In hoofdstuk 16 van Tommy Wieringa’s Nirwana (e-boek-uitgave, naar de eerste druk) lees ik:
Een l-vormige gaanderij met een arcadeboog omsloot het zwembad half […].
Ik denk dat die gaanderij in (fictionele) werkelijkheid L-vormig is.
Maar dan nog vraag ik me af wat ‘een gaanderij met een arcadeboog’ is. Een beetje gaanderij van allure, bij een landhuis op Ibiza, zeker een gaanderij met een hoek erin, heeft toch minimaal twee bogen, stel ik mij voor.
Maar dan nog: is ‘gaanderij’ niet een ander woord voor ‘arcade’, namelijk ‘een reeks achtereenvolgende bogen die rusten op kolommen’ zoals ik op Wikipedia lees? Voor de zekerheid even naslaan in de elektrieke Van Dale:
arcade: op pilaren rustende reeks bogen
gaanderij: [staat er niet in, ook niet in de eenmalig gratis te raadplegen betere uitgave]

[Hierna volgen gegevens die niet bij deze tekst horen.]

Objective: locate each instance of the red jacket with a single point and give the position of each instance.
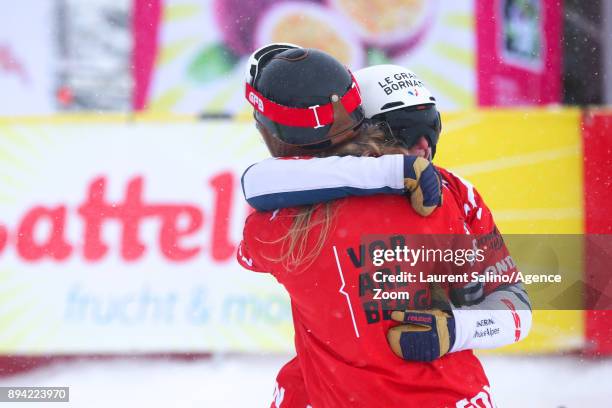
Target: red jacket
(339, 338)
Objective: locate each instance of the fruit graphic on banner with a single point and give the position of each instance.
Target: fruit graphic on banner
(202, 45)
(311, 26)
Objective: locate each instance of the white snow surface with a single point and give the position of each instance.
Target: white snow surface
(248, 381)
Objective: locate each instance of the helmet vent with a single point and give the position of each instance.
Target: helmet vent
(293, 55)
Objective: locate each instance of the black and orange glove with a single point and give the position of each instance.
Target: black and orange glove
(423, 183)
(423, 335)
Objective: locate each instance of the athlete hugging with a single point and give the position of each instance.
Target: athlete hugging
(352, 159)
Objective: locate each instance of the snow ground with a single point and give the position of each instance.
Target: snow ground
(248, 381)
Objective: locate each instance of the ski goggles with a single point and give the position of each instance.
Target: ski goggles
(408, 125)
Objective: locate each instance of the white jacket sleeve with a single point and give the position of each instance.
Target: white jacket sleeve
(502, 318)
(288, 182)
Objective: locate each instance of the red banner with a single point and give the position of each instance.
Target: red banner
(597, 142)
(519, 52)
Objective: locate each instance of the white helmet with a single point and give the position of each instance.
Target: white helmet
(389, 87)
(396, 99)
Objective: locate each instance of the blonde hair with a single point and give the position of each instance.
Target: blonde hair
(369, 141)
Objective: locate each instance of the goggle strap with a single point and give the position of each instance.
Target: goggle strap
(312, 117)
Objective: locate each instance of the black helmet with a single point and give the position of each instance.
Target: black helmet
(304, 99)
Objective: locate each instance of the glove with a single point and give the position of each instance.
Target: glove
(424, 335)
(423, 183)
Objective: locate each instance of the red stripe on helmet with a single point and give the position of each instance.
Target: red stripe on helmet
(313, 116)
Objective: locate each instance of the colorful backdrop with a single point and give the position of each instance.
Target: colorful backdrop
(117, 234)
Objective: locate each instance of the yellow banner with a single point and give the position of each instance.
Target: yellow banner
(527, 165)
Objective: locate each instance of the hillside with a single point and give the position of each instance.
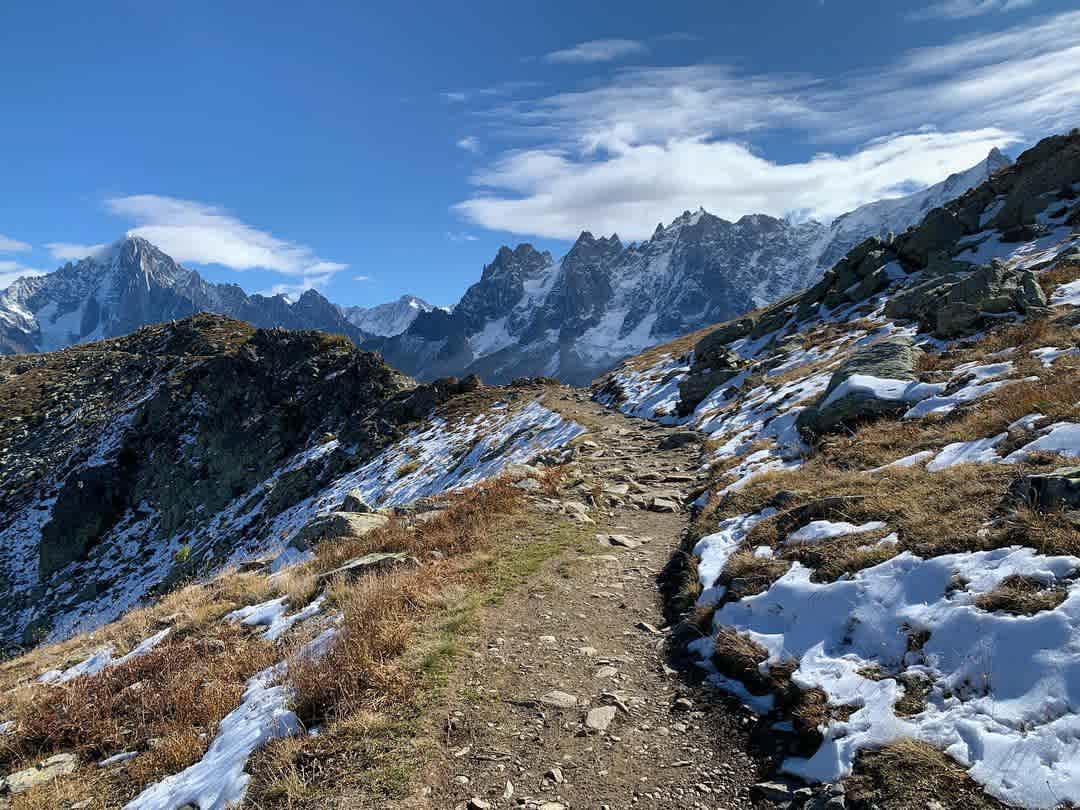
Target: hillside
(604, 300)
(527, 315)
(265, 567)
(132, 283)
(888, 542)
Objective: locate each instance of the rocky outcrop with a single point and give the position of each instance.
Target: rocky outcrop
(953, 305)
(842, 403)
(1054, 490)
(337, 526)
(713, 365)
(116, 456)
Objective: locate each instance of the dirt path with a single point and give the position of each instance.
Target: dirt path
(567, 700)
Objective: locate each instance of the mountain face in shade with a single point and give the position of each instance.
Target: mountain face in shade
(131, 284)
(605, 300)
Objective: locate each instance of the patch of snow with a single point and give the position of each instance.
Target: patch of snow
(1048, 354)
(102, 660)
(714, 550)
(1066, 295)
(1060, 437)
(916, 459)
(817, 530)
(218, 781)
(1003, 687)
(980, 450)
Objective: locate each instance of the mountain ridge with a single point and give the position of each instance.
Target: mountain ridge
(604, 300)
(527, 315)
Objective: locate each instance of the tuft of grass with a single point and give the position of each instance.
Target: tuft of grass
(908, 773)
(1022, 596)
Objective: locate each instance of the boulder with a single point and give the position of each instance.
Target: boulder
(354, 502)
(337, 525)
(598, 719)
(42, 773)
(679, 439)
(367, 564)
(557, 699)
(956, 304)
(892, 359)
(713, 365)
(1049, 491)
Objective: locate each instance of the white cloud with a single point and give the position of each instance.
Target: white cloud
(12, 245)
(649, 143)
(292, 291)
(205, 234)
(70, 251)
(630, 191)
(964, 9)
(10, 271)
(597, 50)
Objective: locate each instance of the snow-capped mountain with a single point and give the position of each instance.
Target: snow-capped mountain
(388, 319)
(896, 215)
(527, 315)
(131, 284)
(604, 300)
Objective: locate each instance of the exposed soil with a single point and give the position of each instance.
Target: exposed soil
(591, 625)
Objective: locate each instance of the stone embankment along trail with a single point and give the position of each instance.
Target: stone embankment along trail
(567, 700)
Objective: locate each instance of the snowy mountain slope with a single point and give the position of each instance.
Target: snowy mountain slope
(527, 315)
(895, 216)
(389, 319)
(879, 446)
(576, 318)
(131, 464)
(131, 284)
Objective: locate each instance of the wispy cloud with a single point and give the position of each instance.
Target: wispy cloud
(679, 37)
(493, 91)
(964, 9)
(12, 245)
(10, 271)
(70, 251)
(597, 50)
(292, 291)
(651, 142)
(193, 231)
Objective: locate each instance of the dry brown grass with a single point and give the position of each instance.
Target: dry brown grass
(739, 658)
(907, 774)
(1022, 596)
(187, 609)
(183, 685)
(380, 611)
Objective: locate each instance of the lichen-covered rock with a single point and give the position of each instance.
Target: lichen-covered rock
(354, 502)
(958, 304)
(42, 773)
(892, 359)
(1053, 490)
(348, 525)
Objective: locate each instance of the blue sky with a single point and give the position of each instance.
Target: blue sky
(381, 150)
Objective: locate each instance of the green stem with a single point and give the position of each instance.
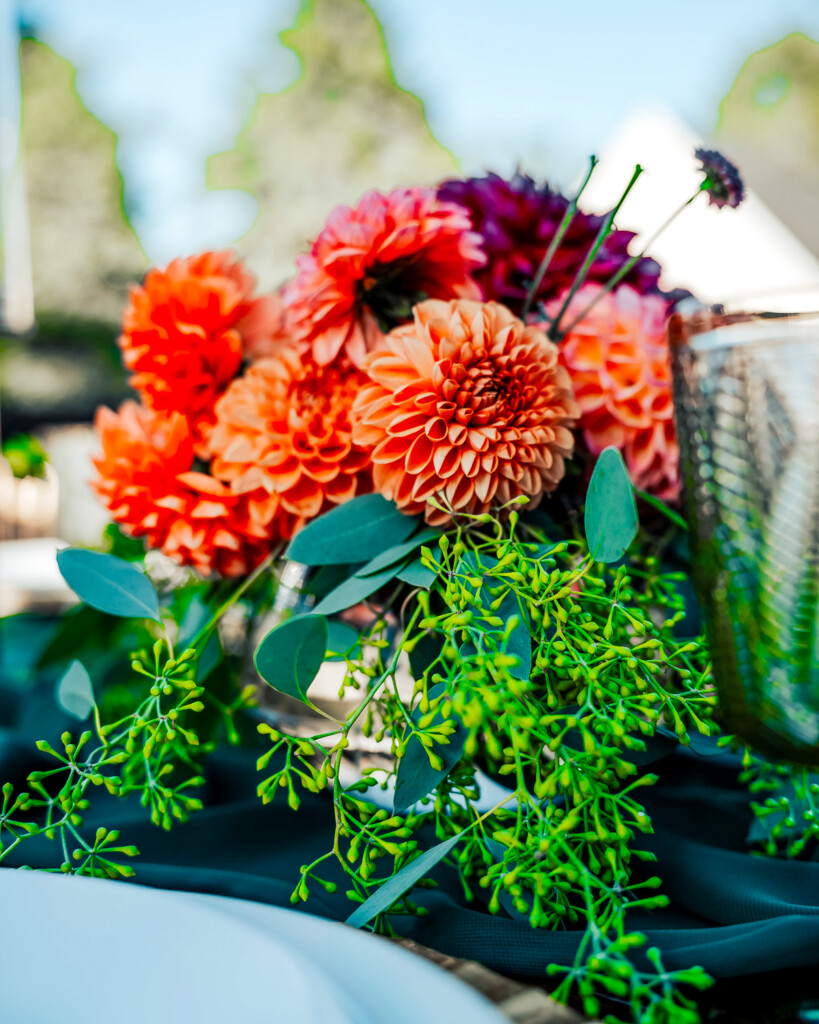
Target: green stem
(579, 278)
(238, 593)
(617, 278)
(553, 246)
(660, 506)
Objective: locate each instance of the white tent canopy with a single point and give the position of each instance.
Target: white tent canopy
(718, 254)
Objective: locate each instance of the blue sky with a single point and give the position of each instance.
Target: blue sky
(541, 83)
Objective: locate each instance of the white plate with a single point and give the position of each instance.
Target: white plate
(87, 951)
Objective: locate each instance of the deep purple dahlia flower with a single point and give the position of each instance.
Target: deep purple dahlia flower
(517, 219)
(723, 181)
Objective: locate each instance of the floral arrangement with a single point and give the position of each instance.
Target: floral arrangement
(445, 417)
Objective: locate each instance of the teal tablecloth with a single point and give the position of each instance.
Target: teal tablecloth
(740, 916)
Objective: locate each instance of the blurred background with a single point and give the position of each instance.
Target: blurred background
(132, 133)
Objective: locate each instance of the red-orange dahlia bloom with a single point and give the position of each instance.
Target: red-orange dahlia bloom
(284, 436)
(370, 265)
(146, 481)
(467, 402)
(617, 357)
(184, 333)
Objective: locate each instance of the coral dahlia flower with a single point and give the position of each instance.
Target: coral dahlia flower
(371, 264)
(517, 220)
(147, 482)
(284, 436)
(467, 406)
(185, 331)
(617, 357)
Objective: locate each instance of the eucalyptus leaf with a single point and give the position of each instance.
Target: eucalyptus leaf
(398, 552)
(354, 590)
(610, 510)
(291, 654)
(341, 638)
(392, 890)
(417, 574)
(355, 531)
(75, 691)
(416, 777)
(109, 584)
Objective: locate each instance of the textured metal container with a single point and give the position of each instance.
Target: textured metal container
(746, 393)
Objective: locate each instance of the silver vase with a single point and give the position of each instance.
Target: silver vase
(746, 394)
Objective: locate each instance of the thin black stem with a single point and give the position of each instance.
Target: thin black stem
(579, 278)
(553, 245)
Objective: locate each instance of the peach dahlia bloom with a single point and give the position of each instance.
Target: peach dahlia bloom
(371, 264)
(184, 333)
(284, 437)
(147, 482)
(465, 402)
(617, 357)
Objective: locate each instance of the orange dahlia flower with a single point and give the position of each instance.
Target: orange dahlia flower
(465, 402)
(617, 358)
(184, 333)
(146, 481)
(370, 265)
(283, 432)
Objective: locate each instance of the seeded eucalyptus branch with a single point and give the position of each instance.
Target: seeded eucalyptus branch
(557, 675)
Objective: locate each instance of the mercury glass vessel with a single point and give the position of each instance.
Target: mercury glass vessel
(746, 394)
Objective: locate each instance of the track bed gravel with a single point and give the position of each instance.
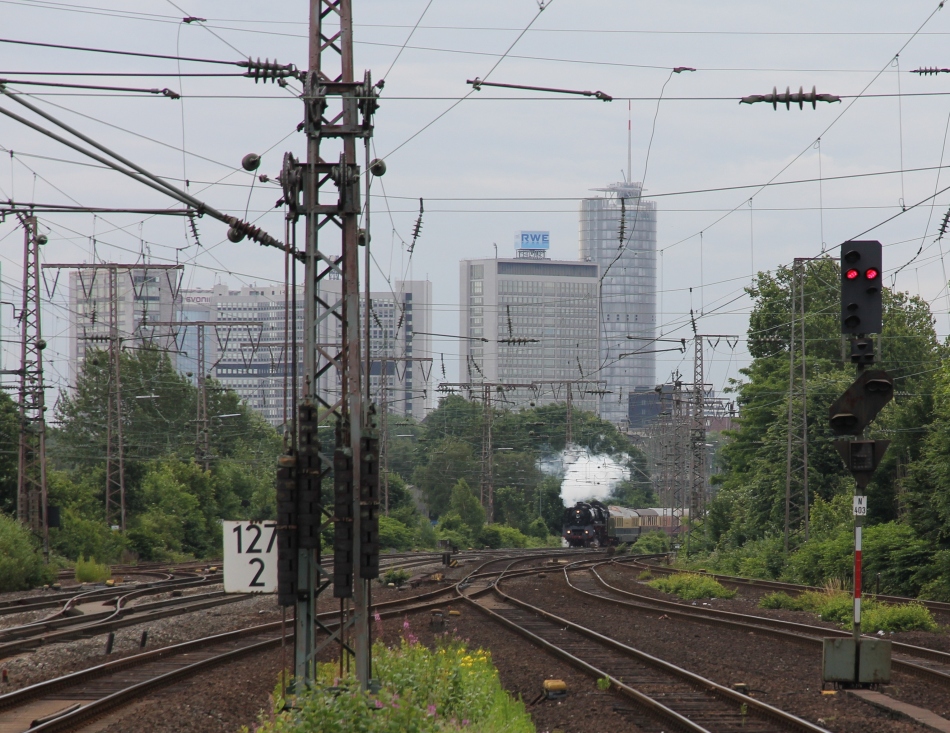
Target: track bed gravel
(235, 694)
(54, 660)
(747, 601)
(783, 674)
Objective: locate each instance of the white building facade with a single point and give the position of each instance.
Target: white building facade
(400, 346)
(143, 295)
(530, 320)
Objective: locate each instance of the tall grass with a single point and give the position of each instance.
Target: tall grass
(450, 688)
(837, 606)
(692, 586)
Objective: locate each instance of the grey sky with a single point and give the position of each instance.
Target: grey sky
(504, 161)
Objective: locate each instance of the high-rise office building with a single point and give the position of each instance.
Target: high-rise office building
(246, 347)
(530, 319)
(400, 346)
(142, 295)
(628, 290)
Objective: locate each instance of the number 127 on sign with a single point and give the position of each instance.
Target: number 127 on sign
(250, 557)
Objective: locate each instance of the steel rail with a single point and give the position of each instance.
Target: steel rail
(37, 603)
(731, 696)
(40, 602)
(650, 705)
(787, 630)
(68, 721)
(792, 587)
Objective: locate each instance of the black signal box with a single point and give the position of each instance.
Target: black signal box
(861, 282)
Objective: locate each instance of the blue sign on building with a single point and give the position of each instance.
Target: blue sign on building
(533, 240)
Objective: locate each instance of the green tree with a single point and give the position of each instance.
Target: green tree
(21, 558)
(467, 506)
(448, 461)
(751, 500)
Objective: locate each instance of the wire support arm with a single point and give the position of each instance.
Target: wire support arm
(96, 87)
(238, 227)
(477, 84)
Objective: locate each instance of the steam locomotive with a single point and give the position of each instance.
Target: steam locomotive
(592, 524)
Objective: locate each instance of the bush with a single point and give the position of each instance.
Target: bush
(81, 536)
(21, 559)
(423, 691)
(837, 606)
(396, 576)
(903, 617)
(90, 571)
(652, 543)
(538, 529)
(691, 586)
(394, 535)
(781, 600)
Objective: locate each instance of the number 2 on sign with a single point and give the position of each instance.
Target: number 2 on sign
(255, 532)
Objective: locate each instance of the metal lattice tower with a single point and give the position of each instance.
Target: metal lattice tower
(31, 470)
(796, 458)
(488, 479)
(115, 445)
(113, 338)
(202, 422)
(338, 113)
(697, 435)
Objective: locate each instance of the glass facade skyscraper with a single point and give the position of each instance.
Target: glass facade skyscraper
(628, 290)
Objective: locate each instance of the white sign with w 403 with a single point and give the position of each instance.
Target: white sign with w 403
(250, 557)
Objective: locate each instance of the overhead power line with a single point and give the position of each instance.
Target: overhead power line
(238, 227)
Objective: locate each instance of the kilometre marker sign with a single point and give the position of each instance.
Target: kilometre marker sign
(250, 557)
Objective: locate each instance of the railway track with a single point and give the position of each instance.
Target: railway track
(187, 578)
(71, 701)
(735, 581)
(664, 692)
(922, 662)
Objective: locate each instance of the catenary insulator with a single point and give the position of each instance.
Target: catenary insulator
(788, 98)
(268, 70)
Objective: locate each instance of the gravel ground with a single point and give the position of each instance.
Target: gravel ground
(238, 693)
(58, 659)
(747, 601)
(28, 617)
(783, 674)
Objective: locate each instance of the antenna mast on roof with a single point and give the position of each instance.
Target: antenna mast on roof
(629, 145)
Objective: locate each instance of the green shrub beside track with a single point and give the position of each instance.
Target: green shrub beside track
(691, 586)
(422, 691)
(836, 606)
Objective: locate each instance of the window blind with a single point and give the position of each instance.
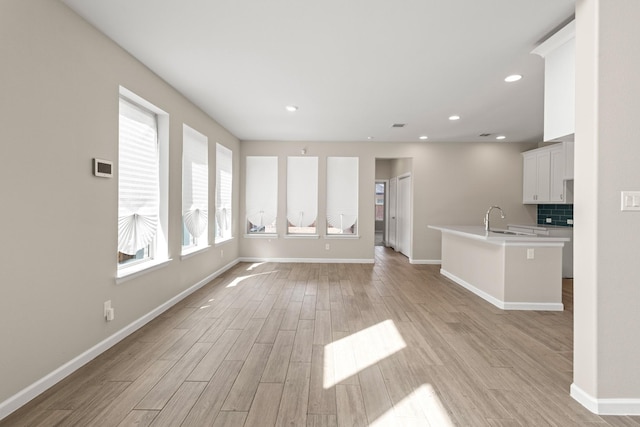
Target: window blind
(342, 192)
(195, 182)
(138, 178)
(302, 191)
(261, 189)
(224, 183)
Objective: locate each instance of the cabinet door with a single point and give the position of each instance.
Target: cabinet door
(544, 177)
(557, 176)
(529, 178)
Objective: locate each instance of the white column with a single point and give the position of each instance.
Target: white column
(607, 240)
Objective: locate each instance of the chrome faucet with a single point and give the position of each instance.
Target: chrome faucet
(486, 216)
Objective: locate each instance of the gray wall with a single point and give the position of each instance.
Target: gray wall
(453, 183)
(59, 109)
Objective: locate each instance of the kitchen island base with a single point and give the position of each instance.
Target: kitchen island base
(512, 273)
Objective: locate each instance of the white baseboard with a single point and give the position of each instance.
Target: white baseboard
(309, 260)
(425, 261)
(30, 392)
(502, 304)
(605, 406)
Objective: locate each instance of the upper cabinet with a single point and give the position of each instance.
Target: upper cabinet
(548, 174)
(558, 52)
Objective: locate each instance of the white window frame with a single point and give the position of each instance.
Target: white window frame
(158, 248)
(195, 190)
(302, 196)
(224, 200)
(342, 196)
(261, 195)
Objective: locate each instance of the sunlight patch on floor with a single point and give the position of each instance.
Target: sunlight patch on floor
(421, 407)
(238, 280)
(340, 361)
(255, 265)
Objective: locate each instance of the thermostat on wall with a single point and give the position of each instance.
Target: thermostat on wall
(102, 168)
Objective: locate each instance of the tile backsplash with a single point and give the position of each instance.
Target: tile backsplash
(559, 214)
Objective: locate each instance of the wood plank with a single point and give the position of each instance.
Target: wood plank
(351, 410)
(179, 405)
(264, 409)
(295, 396)
(206, 408)
(303, 342)
(276, 369)
(244, 388)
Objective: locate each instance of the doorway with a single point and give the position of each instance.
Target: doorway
(380, 213)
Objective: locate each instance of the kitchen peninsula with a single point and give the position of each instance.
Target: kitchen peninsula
(513, 271)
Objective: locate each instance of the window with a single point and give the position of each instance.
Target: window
(261, 194)
(195, 189)
(342, 195)
(141, 205)
(302, 195)
(224, 185)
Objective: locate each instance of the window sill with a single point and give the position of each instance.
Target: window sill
(223, 241)
(189, 252)
(134, 271)
(261, 236)
(302, 236)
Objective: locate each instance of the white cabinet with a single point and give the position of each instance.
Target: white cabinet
(558, 52)
(544, 175)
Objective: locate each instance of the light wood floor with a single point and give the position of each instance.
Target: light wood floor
(329, 345)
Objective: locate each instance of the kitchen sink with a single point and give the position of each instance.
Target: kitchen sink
(513, 233)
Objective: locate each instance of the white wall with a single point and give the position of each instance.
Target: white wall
(454, 183)
(606, 339)
(59, 84)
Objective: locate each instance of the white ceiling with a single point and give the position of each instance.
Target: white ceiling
(354, 67)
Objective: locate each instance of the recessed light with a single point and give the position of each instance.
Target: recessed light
(512, 78)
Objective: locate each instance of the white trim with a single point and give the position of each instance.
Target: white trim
(425, 261)
(301, 236)
(188, 252)
(309, 260)
(128, 273)
(260, 235)
(538, 306)
(32, 391)
(562, 36)
(605, 406)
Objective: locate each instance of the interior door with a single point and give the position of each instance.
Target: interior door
(392, 200)
(403, 214)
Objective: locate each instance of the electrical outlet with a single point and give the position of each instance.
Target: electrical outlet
(109, 312)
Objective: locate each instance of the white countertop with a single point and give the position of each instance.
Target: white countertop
(477, 232)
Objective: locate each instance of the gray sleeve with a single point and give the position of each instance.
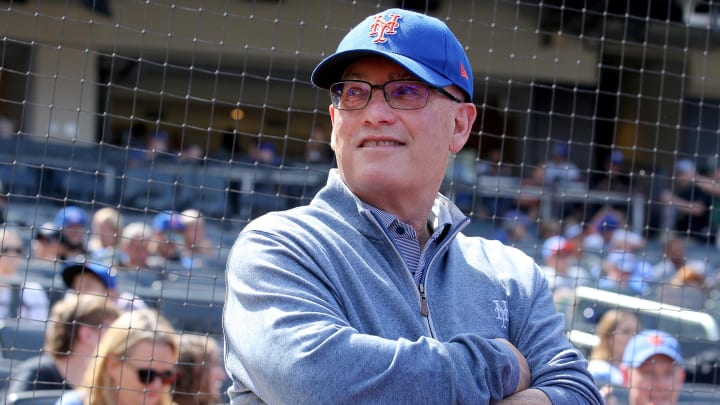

Dan maar naar het eveneens elektrieke WNT:
arcade: Gewelf of boog, op twee kolommen of pilasters rustende, hetzij onmiddellijk, hetzij op eene architraaf, de beide kolommen verbindt
[en in het supplement:] Eig. Boogstelling; op pijlers of zuilen rustende boog of bogen
gaanderij: zie galerij: Lange bedekte gang, door eene enkele of dubbele zuilenrij met of zonder gewelfde bogen gevormd, hetzij langs of binnen een gebouw doorloopende, hetzij geheel vrij staande, en tot wandelplaats of tot andere doeleinden dienende; zuilengang
Wat is dan, nog een keer, ‘een gaanderij met een arcadeboog’? Lijkt me een gevalletje ‘ik snap het wel, maar het staat er niet’.*
Een uitzondering, want nu ik het voor de tweede keer lees, is het weer klassiek smullen, dit Nirwana.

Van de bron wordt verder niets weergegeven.